Skogan defined physical disorders as “the overt signs of negligence or unchecked decay as well as the visible consequences of malevolent misconduct” (Skogan, 1990). Examples of way that these physical disorders were measured as graffiti, drug dealing, public drunkenness, littering, and broken windows. Skogan’s research is vital, as he concluded that both fear of crime and how residents perceive crime is positively correlated with social disorder and the theory of broken windows. He also notes that communities in which disorder was present served as a warning sign to the community becoming a victim of robbery. Skogan’s findings are in conjunction with broken windows theory and support the findings that small signs of disorder serve as a precursor to more crime.
On April 11, graffiti was found on trains being kept in storage at the 168th St. subway station in Washington Heights, NY. New York Daily news reports that the tags were large and bright, some spanning the entire length of the train car and some three to four-foot high. Police officers recognized the graffiti, as it was reminiscent of European street art. Upon conference with Interpol, it was in fact confirmed that the origins of the graffiti were Spanish. A trio of Spanish street artists Ricardo Espinola-Martinez, Ignacio Dominguez-Robles, and Manuel Cobano-Pareja were arrested and “are facing multiple charges of criminal mischief, making graffiti and criminal trespass” (Tracy, 2018).

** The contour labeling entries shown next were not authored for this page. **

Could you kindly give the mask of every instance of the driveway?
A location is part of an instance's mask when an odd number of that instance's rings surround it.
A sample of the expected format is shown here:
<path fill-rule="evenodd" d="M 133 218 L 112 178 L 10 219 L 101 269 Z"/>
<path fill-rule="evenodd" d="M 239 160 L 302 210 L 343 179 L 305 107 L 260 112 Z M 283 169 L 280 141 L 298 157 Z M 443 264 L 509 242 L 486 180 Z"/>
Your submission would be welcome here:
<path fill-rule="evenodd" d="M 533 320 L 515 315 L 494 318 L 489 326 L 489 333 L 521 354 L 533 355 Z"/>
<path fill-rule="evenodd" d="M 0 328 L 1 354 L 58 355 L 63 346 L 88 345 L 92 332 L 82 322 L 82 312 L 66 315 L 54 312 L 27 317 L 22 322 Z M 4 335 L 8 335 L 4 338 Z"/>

It has now been uncovered that on April 8, the trio flew into LaGuardia Airport, and would sneak into train yards each night to complete their artwork on the train cars. An MTA employee spotted the trio one night as they were completing their graffiti and reported the license plate of their getaway car to the police. The plates were run, and the trio’s rental car was identified. Upon arrest, the trio apologized for the damage they had left. Despite making bail for this first arrest, the men were arrested again for another charge of graffiti in Manhattan. In total, the men caused about $10,000 worth of damage (Tracy, 2018). The police officers are enforcing the ideas of broken windows theory in this case. By upholding the standard that graffiti is illegal, they are trying to maintain order in the community. The trio caused a substantial amount of damage to the train cars. If the cars were to be in use with this graffiti, they would present a negative image, one that is the opposite of what the city of New York wants its residents to see.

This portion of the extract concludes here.